Él, dudando si responder, aunque complacido por sus inquietudes, ladeó la cabeza y la apoyó contra la pared.

—¿Qué obtengo a cambio de esa información? —se mofó—. No es algo que tenga valor para las gerenas, solo para él.

—Tu castigo ha de ser doloroso —murmuró—. Herenos me ha visitado y ha sido claro en su decisión. Por otro lado, ni siquiera el preso desea volver. Y en Phoreria no queremos tener nada que ver con ustedes.

—La única solución es morir —rechistó—. Ustedes están en este mundo asqueroso solo para eso.

La sola mención hizo que los barrotes se sacudieran. Un rugido estruendoso lleno de rabia resonó con claridad. Nadie insultaba Phoreria en su cara. Los carceleros se acercaron poco a poco, como grandes bestias; con pasos cortos, sus rostros cubiertos y las astas caídas hasta sus espaldas bajas. Se escuchó el sonido de las cadenas al chocar contra el suelo y el movimiento repetido de sus armas en un vaivén. Estaban enfurecidos. La muerte les parecía poco para la insolencia del condenado.

—Sí, Heraldia es hermosa —acotó ella. Tocó con pena el rostro cubierto de uno de los carceleros—. Solo eso. Su raza es egoísta, intransigente, afanada en sus labores, capaz de destruir los sueños de otros. Se creen un grupo y no son más que salvajes compitiendo por destacar ante los ojos de un dios menor. Pero nuestro mundo es asqueroso —se carcajeó.

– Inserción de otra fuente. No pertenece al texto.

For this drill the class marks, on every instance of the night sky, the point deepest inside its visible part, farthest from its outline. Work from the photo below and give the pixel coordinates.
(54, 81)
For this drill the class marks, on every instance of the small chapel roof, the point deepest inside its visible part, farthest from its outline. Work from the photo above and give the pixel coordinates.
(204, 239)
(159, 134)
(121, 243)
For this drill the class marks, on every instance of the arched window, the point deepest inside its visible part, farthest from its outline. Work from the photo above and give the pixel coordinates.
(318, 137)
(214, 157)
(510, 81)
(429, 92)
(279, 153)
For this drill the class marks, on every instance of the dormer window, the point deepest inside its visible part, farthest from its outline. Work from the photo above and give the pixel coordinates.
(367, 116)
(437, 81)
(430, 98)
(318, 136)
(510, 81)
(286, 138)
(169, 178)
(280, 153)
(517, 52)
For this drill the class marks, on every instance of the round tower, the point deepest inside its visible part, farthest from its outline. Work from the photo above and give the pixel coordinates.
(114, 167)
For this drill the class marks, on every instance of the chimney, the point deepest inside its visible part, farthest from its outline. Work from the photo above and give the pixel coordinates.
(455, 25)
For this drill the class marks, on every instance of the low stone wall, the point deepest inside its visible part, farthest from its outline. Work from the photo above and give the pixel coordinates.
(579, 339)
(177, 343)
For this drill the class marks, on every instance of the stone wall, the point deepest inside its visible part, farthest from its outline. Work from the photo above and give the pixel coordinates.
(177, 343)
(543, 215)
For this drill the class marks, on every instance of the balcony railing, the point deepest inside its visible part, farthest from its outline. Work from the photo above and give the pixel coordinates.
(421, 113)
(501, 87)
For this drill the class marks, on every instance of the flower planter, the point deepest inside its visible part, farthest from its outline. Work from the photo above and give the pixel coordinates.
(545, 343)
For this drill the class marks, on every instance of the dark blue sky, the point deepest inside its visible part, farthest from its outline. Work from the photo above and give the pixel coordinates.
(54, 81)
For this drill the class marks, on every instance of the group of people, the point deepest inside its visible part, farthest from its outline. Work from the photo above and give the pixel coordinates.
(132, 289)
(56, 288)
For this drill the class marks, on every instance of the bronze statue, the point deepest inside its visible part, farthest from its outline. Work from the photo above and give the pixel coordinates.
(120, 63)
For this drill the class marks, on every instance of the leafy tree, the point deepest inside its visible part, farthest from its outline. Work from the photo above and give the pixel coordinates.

El comentario había caído con un gran peso sobre la conciencia del prisionero. Sabía con certeza que ellos tenían esas particularidades y que, aun siendo admirados por algunos en otros lados, también podían ser odiados. Sin embargo, sintió un vacío al escucharla llamar a ese hombre «dios menor», porque aunque lo fuera, a él le había entregado su vida.

—Cometí un error. Uno que no tiene perdón. Le fallé a ese dios menor y por eso debo pagar. —Soltó sin más, convencido de que debía ser así. —Pero yo no deseo morir, puedo hacer más por mi gente. Lo sé —farfulló.

Nympheria, que creía que no recibiría respuesta a sus interrogantes, se vio sorprendida por lo que escuchaba.

—Si me haces un favor, uno solo, Phoreria sería tu hogar desde ahora —comentó—. Lamentablemente, no puedo darte un lugar en Heraldia. Has sido expulsado bajo tus leyes y sabes que nosotros no somos bien recibidos, pero esta tierra te tratará como la trates a ella. Y si aceptas, te aconsejo que evites comentarios como el que has hecho hace un momento.

Él la miró sorprendido. Un hombre de Herenos nunca antes había tocado Phoreria, y mucho menos se había quedado en sus tierras. Sin embargo, ella le estaba dando una oportunidad cuando las gerenas nunca las daban.

—¿Cómo sé que no me mientes? Nunca cumplen sus promesas —acusó.

—Mi tiempo se acaba. Eso debería decirte algo.

Él lo pensó. Entrecerró los ojos tratando de ver más allá y solo encontraba la verdad: si el tiempo se acaba, las mentiras no son vistas.

—Mi nombre es Eckham.

Cuando uno de los hombres de Herenos daba su nombre en el mundo de Nympheria, solo podía significar una cosa. El trato estaba hecho.